George H. W. Bush, in 1991, led the first Gulf War, unleashing weeks of aerial bombardment over Iraq, crippling its infrastructure and leaving the country’s civilian population without access to clean water or power. And Ronald Reagan, in 1986, ordered the bombing of Libya, allegedly in retaliation for a Berlin nightclub bombing. The airstrikes killed dozens, including Gaddafi’s adopted daughter, and injured his sons.
A Policy of War Dressed in Diplomacy
Across administrations — Republican or Democrat, hawkish or moderate — the Middle East has been a stage for American power projection. Successive leaders have described their interventions as “limited”, “targeted”, or “defensive”. Yet the outcomes are all too familiar: civilian casualties, destabilised governments, and the ever-deepening scars of foreign occupation.

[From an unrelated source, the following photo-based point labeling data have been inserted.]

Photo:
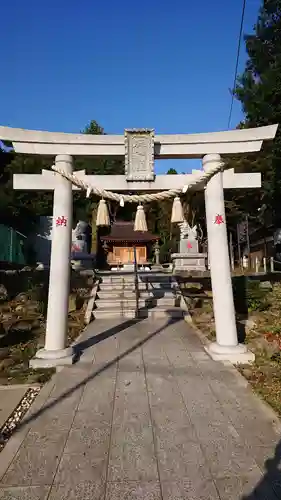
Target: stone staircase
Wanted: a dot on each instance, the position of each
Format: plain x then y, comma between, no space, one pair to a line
159,296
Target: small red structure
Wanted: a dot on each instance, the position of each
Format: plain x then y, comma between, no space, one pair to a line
121,242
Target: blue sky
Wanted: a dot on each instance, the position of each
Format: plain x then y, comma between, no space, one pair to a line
159,64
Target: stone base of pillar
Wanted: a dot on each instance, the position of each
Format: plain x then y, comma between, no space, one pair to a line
52,359
238,354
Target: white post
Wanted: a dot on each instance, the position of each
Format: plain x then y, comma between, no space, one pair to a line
226,346
257,265
55,351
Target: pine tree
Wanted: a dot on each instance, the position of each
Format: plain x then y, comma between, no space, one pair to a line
259,91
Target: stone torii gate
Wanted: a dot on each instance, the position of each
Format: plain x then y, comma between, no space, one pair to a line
139,147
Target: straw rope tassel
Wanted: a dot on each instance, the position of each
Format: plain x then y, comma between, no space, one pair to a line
177,211
140,220
102,214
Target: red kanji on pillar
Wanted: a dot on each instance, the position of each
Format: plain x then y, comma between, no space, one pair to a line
219,220
61,221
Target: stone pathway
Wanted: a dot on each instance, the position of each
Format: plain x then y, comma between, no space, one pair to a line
144,415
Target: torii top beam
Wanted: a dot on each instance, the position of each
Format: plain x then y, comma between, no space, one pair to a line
165,146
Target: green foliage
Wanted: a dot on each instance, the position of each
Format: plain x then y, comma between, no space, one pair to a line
257,298
259,91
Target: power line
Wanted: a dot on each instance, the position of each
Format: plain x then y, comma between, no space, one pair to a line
237,61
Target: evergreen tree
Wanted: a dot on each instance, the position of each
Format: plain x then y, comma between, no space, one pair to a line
259,91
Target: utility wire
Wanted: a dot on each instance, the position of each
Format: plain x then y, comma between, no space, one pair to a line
237,62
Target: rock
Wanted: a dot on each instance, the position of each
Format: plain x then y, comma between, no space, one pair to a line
3,293
22,297
4,353
6,363
265,285
22,325
248,323
72,303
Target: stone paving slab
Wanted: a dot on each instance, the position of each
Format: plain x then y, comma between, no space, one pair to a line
145,414
10,397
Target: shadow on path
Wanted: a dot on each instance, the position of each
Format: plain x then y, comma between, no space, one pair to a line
103,368
80,347
269,487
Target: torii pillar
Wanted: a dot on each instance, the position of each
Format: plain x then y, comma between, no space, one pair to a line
139,148
226,347
55,352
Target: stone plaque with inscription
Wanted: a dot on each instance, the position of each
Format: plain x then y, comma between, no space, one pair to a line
139,155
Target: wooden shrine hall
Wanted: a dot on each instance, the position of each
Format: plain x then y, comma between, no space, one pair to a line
120,243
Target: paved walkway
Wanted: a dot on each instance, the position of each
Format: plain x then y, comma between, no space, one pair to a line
145,414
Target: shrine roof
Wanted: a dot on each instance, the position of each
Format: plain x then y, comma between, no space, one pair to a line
124,231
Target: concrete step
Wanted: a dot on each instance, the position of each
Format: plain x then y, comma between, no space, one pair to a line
130,303
111,293
131,286
154,313
131,278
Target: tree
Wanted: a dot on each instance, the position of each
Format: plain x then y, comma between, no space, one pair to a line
259,91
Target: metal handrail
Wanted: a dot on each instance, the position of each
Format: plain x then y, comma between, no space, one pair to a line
136,283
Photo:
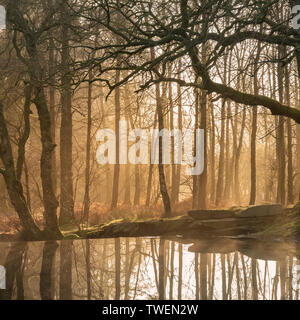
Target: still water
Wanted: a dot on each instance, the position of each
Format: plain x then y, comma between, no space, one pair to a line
151,268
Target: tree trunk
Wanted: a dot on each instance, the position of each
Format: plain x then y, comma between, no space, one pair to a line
115,191
66,129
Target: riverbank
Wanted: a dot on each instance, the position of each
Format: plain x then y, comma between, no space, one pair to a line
266,222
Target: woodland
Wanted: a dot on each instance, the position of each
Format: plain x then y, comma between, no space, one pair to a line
69,68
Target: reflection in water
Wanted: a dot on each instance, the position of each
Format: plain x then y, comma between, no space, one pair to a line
150,269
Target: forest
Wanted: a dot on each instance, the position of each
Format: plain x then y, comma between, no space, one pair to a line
73,68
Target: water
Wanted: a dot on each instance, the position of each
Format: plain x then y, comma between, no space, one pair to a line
150,268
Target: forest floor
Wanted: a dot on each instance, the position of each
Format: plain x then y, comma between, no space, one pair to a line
234,223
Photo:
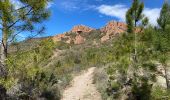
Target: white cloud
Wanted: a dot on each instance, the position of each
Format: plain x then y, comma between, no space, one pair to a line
119,11
50,4
17,4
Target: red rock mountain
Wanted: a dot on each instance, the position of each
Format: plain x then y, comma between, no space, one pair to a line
112,29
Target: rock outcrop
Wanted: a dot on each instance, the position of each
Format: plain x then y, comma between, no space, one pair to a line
81,28
79,39
113,28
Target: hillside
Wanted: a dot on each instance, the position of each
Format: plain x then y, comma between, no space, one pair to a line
79,34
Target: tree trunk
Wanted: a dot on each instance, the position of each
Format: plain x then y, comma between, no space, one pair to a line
166,76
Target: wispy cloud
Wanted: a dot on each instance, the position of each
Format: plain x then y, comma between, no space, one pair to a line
17,4
119,11
152,14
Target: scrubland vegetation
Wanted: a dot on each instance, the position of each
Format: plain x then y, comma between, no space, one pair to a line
127,64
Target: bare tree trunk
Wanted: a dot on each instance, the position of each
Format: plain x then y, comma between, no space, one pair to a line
166,76
3,56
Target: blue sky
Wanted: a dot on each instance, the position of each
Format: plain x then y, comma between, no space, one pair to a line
93,13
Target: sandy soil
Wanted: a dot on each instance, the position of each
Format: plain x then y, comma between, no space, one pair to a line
82,88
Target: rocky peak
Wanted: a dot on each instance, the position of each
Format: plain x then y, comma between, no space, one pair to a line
81,28
113,28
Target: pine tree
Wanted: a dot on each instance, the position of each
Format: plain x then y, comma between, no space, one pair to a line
134,15
164,19
15,19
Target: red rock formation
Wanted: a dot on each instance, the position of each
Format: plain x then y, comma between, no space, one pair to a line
79,39
81,28
113,28
58,37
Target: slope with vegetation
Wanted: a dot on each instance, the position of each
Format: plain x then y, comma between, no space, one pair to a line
132,60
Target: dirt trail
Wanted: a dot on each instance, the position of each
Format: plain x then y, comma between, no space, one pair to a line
82,88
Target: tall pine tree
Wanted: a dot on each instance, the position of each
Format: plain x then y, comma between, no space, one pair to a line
15,19
164,19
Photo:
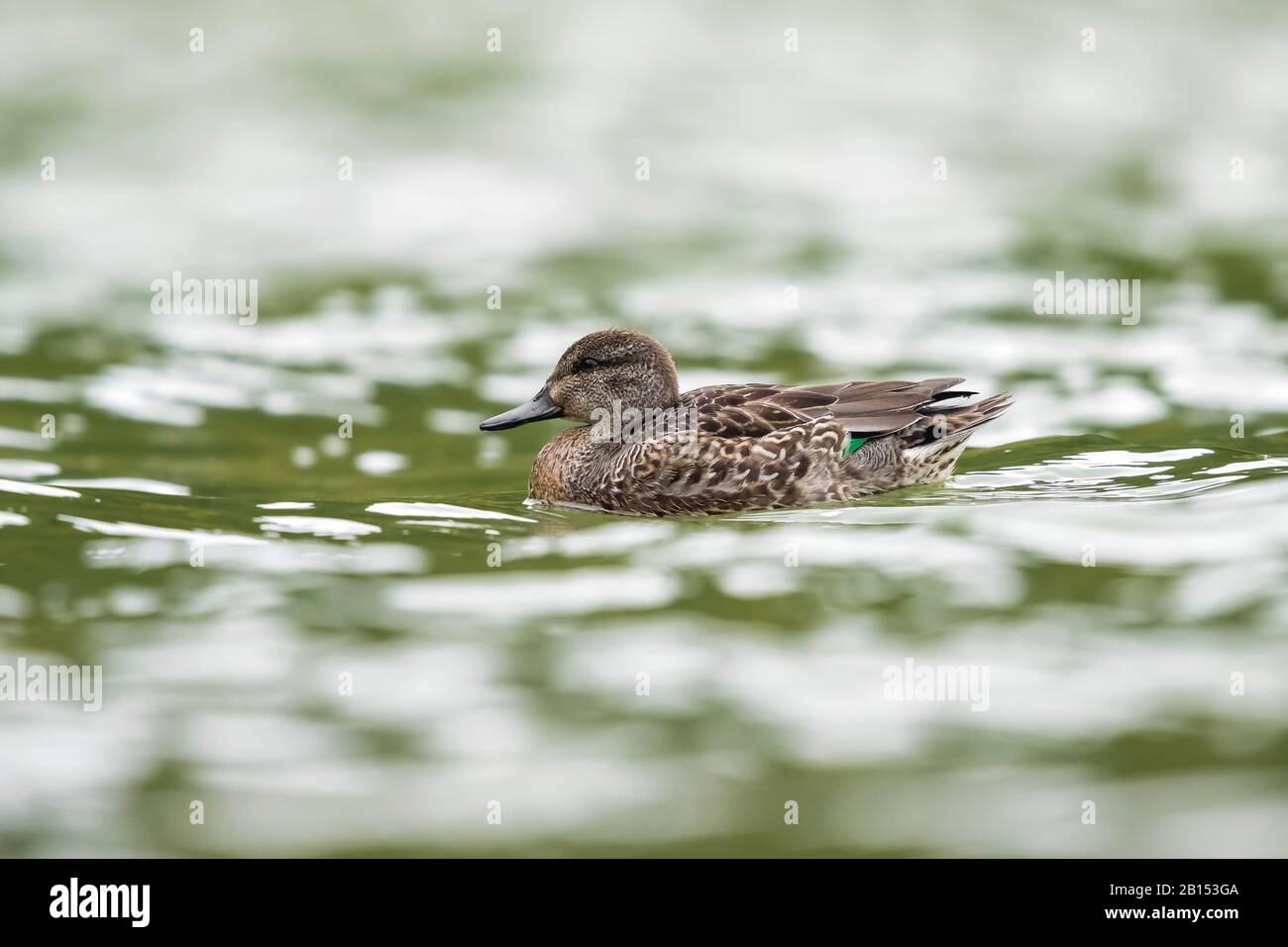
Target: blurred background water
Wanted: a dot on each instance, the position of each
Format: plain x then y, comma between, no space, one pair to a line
1157,450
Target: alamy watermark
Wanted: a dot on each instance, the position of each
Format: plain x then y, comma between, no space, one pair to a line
179,296
913,682
619,424
1076,296
63,684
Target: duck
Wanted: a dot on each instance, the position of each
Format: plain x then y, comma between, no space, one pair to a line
644,447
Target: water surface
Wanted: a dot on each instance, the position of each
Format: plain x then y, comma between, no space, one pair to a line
357,644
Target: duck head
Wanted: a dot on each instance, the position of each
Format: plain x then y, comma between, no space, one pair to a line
616,365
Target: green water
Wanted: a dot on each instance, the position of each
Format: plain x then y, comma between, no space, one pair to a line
321,605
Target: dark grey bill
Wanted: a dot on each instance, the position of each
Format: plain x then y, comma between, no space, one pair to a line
536,410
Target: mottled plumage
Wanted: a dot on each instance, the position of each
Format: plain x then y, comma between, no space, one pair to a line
737,446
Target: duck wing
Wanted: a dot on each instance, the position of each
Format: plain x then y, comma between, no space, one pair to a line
867,408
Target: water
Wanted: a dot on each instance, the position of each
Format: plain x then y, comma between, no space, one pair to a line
1113,551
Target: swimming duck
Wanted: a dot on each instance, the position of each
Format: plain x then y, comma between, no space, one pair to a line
645,447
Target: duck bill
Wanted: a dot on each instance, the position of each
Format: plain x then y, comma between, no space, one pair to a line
536,410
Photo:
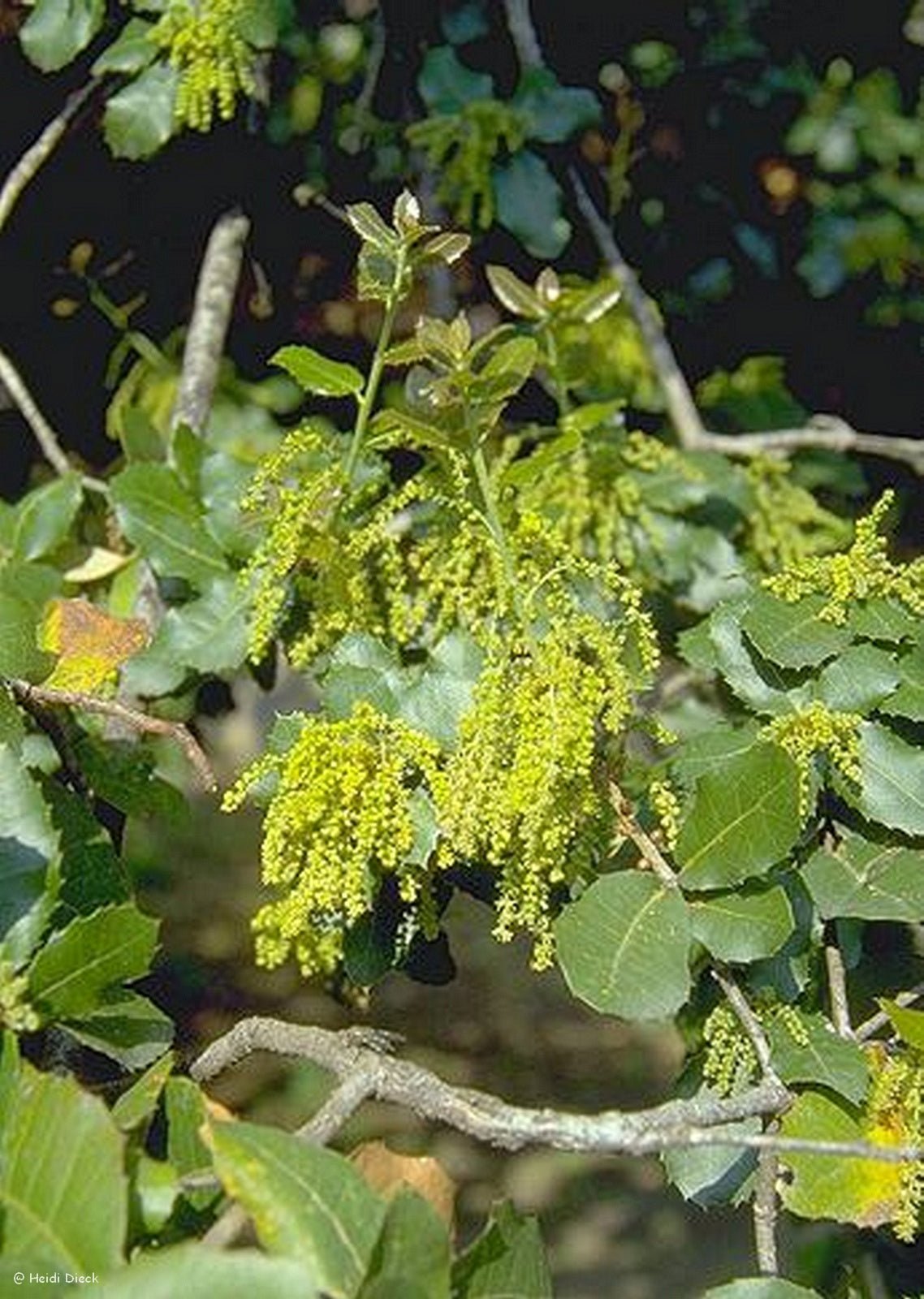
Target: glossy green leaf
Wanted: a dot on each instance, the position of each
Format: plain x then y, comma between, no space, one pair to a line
792,634
529,205
164,521
130,52
866,880
19,655
29,857
136,1106
512,292
883,620
762,688
712,1175
907,1024
199,1272
859,679
744,926
909,699
307,1203
507,1260
554,112
892,779
446,84
624,946
761,1288
412,1254
186,1119
110,946
58,30
370,227
742,818
317,373
45,517
818,1055
63,1190
140,119
863,1192
207,637
123,1026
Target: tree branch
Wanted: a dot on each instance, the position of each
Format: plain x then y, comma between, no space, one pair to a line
38,153
696,1121
523,34
208,325
29,694
42,430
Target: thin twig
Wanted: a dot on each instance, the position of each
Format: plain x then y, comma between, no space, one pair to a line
649,851
42,430
749,1021
211,316
677,395
132,718
38,153
880,1020
764,1212
823,432
696,1121
837,990
523,34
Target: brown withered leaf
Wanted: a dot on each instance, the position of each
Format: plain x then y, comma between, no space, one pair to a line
90,645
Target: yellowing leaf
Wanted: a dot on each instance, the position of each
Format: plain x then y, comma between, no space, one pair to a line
90,645
865,1192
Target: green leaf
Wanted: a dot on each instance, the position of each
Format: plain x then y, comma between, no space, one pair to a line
412,1254
63,1190
624,947
507,1260
820,1058
446,84
132,50
741,820
744,926
883,620
199,1272
909,699
712,1175
892,779
863,1192
307,1203
762,688
186,1117
866,880
43,517
29,857
529,205
58,30
164,521
138,1104
761,1288
519,298
19,655
110,946
317,373
127,1028
370,227
207,636
140,119
554,110
859,679
907,1024
792,634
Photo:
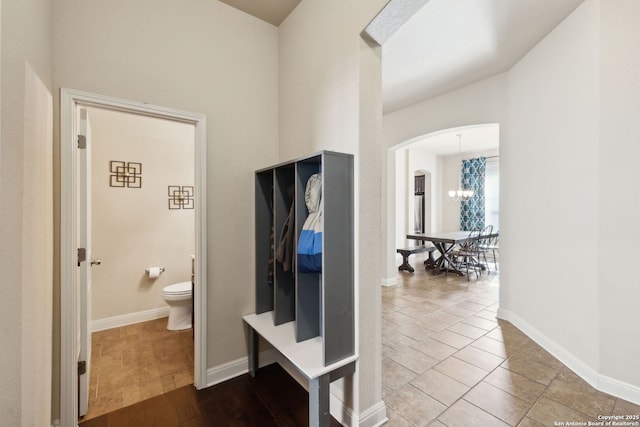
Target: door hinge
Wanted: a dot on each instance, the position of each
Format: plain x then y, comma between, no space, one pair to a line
82,255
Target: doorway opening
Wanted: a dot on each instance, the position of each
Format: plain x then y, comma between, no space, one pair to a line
72,179
435,153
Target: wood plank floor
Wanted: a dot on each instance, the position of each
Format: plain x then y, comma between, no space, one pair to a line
273,398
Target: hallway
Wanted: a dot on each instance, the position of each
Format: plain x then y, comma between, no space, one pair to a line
447,361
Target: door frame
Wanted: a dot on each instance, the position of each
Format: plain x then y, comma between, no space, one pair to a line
70,100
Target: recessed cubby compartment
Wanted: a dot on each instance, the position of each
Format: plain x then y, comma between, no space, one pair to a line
306,316
320,304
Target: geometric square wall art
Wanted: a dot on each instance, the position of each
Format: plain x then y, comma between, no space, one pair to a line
181,197
125,174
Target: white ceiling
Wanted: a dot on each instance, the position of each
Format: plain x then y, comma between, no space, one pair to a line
472,139
430,47
271,11
451,43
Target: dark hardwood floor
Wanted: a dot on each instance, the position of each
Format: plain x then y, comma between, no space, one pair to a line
272,398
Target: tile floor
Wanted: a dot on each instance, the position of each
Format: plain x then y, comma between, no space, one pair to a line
135,362
447,361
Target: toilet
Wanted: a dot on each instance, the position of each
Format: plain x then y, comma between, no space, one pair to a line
179,297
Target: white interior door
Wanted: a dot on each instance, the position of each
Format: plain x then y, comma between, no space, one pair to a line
84,241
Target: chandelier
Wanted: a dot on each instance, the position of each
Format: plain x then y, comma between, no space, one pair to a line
460,193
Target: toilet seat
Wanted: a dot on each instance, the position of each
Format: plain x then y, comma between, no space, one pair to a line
177,289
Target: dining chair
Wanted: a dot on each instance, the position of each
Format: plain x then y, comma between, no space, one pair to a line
494,247
482,246
466,255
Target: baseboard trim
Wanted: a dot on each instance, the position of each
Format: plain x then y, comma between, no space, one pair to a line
128,319
392,281
598,381
375,416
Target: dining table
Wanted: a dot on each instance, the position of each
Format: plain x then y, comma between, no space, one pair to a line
444,243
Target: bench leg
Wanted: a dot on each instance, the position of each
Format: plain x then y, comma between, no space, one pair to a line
253,352
405,264
319,415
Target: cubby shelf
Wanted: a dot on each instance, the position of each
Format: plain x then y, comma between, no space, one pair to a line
308,317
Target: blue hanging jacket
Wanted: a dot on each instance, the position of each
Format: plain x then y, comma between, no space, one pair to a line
310,240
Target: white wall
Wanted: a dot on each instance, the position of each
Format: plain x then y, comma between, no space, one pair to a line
204,57
330,99
618,214
550,187
133,228
26,212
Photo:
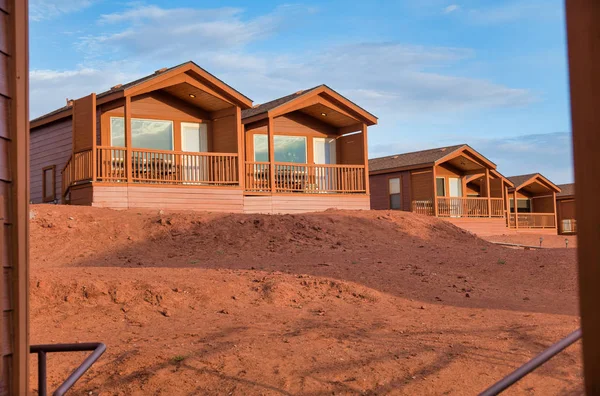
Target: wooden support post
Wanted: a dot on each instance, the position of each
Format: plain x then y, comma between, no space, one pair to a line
554,205
435,206
270,131
94,139
515,209
366,157
487,188
241,156
583,34
127,130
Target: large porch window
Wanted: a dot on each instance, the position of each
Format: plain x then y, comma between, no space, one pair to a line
287,148
149,134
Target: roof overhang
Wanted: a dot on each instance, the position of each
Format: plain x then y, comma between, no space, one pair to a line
313,101
539,179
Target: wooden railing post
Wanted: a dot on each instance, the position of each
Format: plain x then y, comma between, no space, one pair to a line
128,145
487,187
270,131
516,209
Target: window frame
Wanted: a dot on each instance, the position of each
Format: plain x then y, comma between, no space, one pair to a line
389,193
282,135
141,119
46,198
437,195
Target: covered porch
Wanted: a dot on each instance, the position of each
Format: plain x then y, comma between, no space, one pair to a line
535,207
467,185
181,126
310,142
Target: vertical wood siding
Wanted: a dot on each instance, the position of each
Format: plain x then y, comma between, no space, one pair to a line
224,135
14,139
50,144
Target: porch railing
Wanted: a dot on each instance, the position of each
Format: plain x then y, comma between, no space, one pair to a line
306,178
532,220
470,207
167,167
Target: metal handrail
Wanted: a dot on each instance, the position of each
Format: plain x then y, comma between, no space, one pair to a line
98,349
531,365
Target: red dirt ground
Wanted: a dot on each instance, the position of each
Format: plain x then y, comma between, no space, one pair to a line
334,302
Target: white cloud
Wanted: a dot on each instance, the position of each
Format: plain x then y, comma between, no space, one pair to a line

The tragic irony lies in the fact that every justification used to wage these wars — from counterterrorism to democracy promotion — has done little to reduce extremism or foster stability. In many cases, they have done quite the opposite.
The moral inconsistencies are striking. When Russia bombs Ukraine, it is rightly condemned. But when America bombs Syria, Iraq, or Iran, the language changes. We are told it is “necessary”, “strategic”, or “in the interests of global security”. The double standards of international diplomacy are no longer subtle — they are structural.
A Culture of Impunity
What’s most concerning is that this endless cycle of intervention has become routine. New presidents inherit old wars. Others begin their own. Civilian deaths are brushed off as regrettable, unavoidable, or classified. War, for Washington, has become both policy and habit. The Middle East, however, is not a laboratory for American weaponry. It is home to millions — people who live, grieve, and suffer every time another bomb falls under the pretext of justice. These are not footnotes in policy briefs. They are human lives, forever altered.
A Neverending Nightmare
There’s no denying that the Middle East is beset with its own internal strife. But the idea that the United States has some divine mandate to intervene militarily, time and again, has caused far more harm than good. Its actions have not been acts of liberation — they have too often been acts of control, wrapped in illusion. Unless we begin to challenge this pattern — unless the international community starts holding all nations to the same standard of accountability — then the bombs will keep falling. New presidents will make the same old decisions. And peace will remain as distant as ever.